Neben vielen anderen Hinweisen und vielen Denkanstößen haben sie ihren Platz gefunden in Anders Indsets neuem Buch „Das infizierte Denken: Warum wir uns von alten Selbstverständlichkeiten verabschieden müssen

Anders Indset habe ich schon häufiger als Quelle und Inspiration für den einen oder anderen Artikel genutzt. Ganz einfach deshalb, weil ich ihn sehr schätze und er Mensch ist. Heute ein paar ausgewählte Passagen aus seinem neuesten Buch:

Wäre »sommerliche Wespenplage im Erdbeermüsli« dabei gewesen, wäre sogar ich vielleicht hellhörig geworden. Der Erfolg Trumps zeichnete sich durch ein einfaches Prinzip aus: Die anderen sind schuld. Klingt verlockend, ist aber weder klar noch wahr, noch bietet es eine Alternative. »Hol dir dein Land zurück«, aber was heißt hier »dein Land« und was bedeutet »zurück«? Viele Fragen, wenige Antworten liefern Trumps Befürworter und mögliche »Alternativen«. Gemeinsamer Nenner ist: Über Ökologie wird nicht gerne geredet, und wenn es um Technologie geht – na ja, dann wird es interessant. [ … ]

Glück ist das, wie es scheint, wonach wir streben. Das »Spiel« befindet sich jedoch immer in dem Moment, der bereits geschehen ist und folglich zur Vergangenheit gehört, wenn wir ihn wahrnehmen. Wir können also höchstens vom Glück getroffen werden. In einer Welt, in der alles zu haben ist, kommt jedoch keine Erwartungshaltung auf, auch nicht nach Glückseligkeit. Alles wird gefällig und zeitlos. Wir erreichen eine Zukunftslosigkeit. Wenn wir in eine Zukunftslosigkeit wie diese geraten, die befreit ist von Erwartungen, dann sind wir in unserer Freiheit gefangen und leben in einem Zustand des wunschlos Unglücklichseins. Das wahre Glück, so könnte man meinen, ist es darum, eine niedrige oder keine Erwartungshaltung und eine stärkere Wahrnehmung der Normalität im Leben zu haben. Glückseligkeit kann nicht erzwungen werden, wir können uns höchstens weniger unglücklich machen. Sie muss zugelassen werden, sie muss geschehen. Wertschätzend, aber nicht wertsuchend. [ … ]

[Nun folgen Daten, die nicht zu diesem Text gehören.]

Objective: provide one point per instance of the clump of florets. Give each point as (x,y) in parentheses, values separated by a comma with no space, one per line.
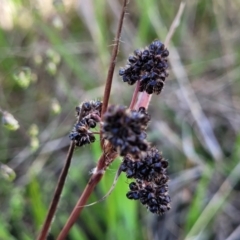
(125,129)
(88,115)
(149,66)
(151,180)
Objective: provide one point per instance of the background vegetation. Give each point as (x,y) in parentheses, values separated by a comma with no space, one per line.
(55,54)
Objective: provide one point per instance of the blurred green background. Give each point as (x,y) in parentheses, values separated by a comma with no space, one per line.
(55,54)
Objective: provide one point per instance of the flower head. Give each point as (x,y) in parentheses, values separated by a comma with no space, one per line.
(151,180)
(125,129)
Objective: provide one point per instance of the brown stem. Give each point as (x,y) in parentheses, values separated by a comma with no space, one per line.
(108,84)
(57,194)
(144,99)
(94,180)
(134,97)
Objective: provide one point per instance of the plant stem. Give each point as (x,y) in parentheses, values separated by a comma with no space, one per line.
(108,83)
(93,181)
(57,194)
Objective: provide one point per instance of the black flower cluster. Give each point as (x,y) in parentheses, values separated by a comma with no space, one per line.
(89,116)
(149,66)
(125,129)
(151,180)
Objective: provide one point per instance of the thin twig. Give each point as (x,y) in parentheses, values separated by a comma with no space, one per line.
(174,24)
(110,154)
(57,194)
(59,188)
(144,98)
(108,84)
(94,180)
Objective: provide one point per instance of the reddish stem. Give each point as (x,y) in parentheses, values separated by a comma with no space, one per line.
(57,194)
(143,100)
(94,180)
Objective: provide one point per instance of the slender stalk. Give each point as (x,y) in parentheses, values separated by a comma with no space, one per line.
(60,184)
(94,180)
(57,194)
(144,99)
(108,84)
(135,94)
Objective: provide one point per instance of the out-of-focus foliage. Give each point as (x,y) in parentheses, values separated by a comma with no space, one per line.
(55,54)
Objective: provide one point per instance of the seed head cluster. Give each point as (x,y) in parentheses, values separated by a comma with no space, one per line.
(149,66)
(151,180)
(88,115)
(125,129)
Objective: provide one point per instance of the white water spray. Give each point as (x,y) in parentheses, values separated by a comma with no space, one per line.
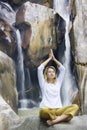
(69,89)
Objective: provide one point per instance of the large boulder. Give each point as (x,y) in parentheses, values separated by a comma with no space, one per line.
(41,19)
(48,3)
(8,40)
(8,81)
(7,13)
(8,117)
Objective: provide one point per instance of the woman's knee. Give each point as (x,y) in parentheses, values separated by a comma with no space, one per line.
(43,113)
(75,106)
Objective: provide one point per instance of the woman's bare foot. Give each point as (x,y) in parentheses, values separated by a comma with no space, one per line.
(57,120)
(49,122)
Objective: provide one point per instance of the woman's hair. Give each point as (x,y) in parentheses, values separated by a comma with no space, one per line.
(45,73)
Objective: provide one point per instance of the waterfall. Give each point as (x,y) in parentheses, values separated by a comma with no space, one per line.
(69,88)
(21,76)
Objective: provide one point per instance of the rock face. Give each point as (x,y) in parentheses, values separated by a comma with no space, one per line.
(79,43)
(48,3)
(7,38)
(8,81)
(8,117)
(41,19)
(7,13)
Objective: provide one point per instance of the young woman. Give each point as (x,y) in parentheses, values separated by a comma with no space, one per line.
(51,108)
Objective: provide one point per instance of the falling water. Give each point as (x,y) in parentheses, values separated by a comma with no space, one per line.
(69,89)
(21,75)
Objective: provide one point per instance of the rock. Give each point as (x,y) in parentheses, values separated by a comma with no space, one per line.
(79,48)
(7,13)
(4,122)
(8,81)
(48,3)
(34,123)
(8,41)
(8,117)
(41,19)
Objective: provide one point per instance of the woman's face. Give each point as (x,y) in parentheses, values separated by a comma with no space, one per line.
(50,74)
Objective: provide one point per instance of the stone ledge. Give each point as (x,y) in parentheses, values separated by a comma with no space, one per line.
(34,123)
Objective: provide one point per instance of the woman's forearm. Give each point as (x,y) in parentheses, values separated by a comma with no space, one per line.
(46,61)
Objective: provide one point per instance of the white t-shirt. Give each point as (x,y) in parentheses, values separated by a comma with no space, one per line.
(50,91)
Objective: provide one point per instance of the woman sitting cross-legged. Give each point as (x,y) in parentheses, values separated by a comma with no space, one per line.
(51,108)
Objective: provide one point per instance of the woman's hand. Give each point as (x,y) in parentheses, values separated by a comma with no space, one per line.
(52,55)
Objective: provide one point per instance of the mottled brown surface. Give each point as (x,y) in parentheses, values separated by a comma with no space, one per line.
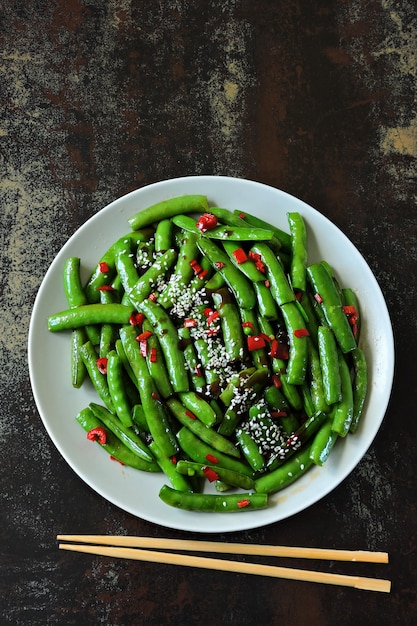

Die Tatsache, dass das Wort »Revolution« ursprünglich Restauration bedeutete, ist mehr als nur eine semantische Kuriosität. Selbst die Revolutionen des 18. Jahrhunderts lassen sich nicht begreifen ohne die Erkenntnis, dass Revolutionen erstmals ausbrachen, als Restauration ihr Ziel war, und dass der Inhalt dieser Restauration die Freiheit war.

Hanna Arendt

Die »Macht« und Kraft der Technologie, so könnte man meinen, würde einen revolutionären Widerstand vereinfachen. 2021 – jeder junge Mensch hat mehr Macht in der Hosentasche (wir sprechen hier vom Smartphone) als viele Präsidenten, um eine Bewegung zu initiieren. Zum Revolutionieren ist jedoch keiner imstande, lautet die traurige Erkenntnis. [ … ]

Die Welt muss anders werden – darüber sind sich inzwischen viele Menschen einig. Sie muss besser werden. Dazu zwingt uns spätestens die Digitalisierung: eine über uns rollende Schockwelle technologischer Umwälzungen. Aber was meinen wir mit »besser«? Die Digitalisierung ist Lösung und Herausforderung zugleich. Technologie kann – und wird – die Menschheit retten. [ … ]

Es darf heute nicht mehr ausschließlich um Macht um der Macht willen gehen, ein Weg der Gestaltung muss gefunden werden. Früher bedeutete Macht, Zugang zu Information/Daten zu haben, ein Wissensvorsprung. Heute bedeutet Macht, zu wissen, was man ignorieren kann. Die Politik muss zukünften. Da die Politik aber diese Rolle nicht wahrnimmt, wird diese ausschließlich von einem anderen System ausgeübt: der Wirtschaft. Aus systemtheoretischer Sicht kann ein System dem anderen System nicht helfen. Die Politik öffnet gegenwärtig also nur die Geldhähne und kann hoffen, dass ihr Plan funktioniert. [ … ]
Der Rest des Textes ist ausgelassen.